Zero-day vulnerabilities are flaws in the software products that millions of us use every day that are not widely known, but are being sold by hackers for thousands of dollars or much, much more, depending on their rarity.

All of our popular software has flaws, and most of these flaws are found, reported to software vendors and fixed on a routine basis without causing any significant disruptions.

But many governments, including the US, have started to explicitly pay researchers and hackers for vulnerability information rather than report them to the vendors.

These nations, in turn, use these “unknown” flaws for potential exploitation like the data breaches we see now. The more critical the flaw, the greater the chance that it will never be known until it is exploited in future.

Just the beginning

What was once a transparent and well-understood process has now become secretive and uncertain. And it is easy to see that as long as nations see cyberspace as a way to gain the upper hand, there is no easy way to reverse it. If anything, we can expect more of this in the coming years.
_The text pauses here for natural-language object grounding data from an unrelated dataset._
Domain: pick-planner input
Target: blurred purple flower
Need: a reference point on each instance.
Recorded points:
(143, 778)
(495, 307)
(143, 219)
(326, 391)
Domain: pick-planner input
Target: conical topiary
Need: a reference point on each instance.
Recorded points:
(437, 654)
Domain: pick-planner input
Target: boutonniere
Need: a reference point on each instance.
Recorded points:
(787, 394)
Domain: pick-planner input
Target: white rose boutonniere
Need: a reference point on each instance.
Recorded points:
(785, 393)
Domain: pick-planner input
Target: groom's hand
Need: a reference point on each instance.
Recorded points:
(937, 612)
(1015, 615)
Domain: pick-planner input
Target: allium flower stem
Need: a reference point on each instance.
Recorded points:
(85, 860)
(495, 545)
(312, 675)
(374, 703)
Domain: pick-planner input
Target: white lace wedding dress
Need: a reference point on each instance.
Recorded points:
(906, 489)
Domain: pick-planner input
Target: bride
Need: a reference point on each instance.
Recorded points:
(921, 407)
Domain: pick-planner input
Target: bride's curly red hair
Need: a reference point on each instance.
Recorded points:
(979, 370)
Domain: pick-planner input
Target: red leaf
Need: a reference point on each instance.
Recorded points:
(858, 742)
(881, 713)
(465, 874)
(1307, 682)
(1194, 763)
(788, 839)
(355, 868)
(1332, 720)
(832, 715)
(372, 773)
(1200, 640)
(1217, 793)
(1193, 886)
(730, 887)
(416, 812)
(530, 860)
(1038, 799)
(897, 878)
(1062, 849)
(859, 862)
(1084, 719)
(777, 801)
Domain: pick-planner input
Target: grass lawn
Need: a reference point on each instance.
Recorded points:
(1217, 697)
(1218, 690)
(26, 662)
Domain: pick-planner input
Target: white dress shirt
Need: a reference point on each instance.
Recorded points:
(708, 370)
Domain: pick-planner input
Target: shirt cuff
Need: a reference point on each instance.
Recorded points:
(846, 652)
As cybersecurity efforts start overlapping with national security efforts, the private and public efforts to protect data will increasingly blur. And as nations increasingly play offense, we will need stronger efforts to find a balance where intelligence agencies can play an active but transparent role in protecting cyberspace.

Most importantly, we will need to clearly define a framework and parameters under which intelligence agencies can function in cyberspace so that they have our trust.

This is not going to be easy, both given our political environment and the fundamental complexity of this problem. Even if we were to find a balance, it must not be forgotten that as nations increasingly insert themselves into cyberspace, they increase the cost of business for everyone.

Firms have to invest more, and so do the intelligence agencies chasing down unproductive leads. Customers are the ones paying for it either way.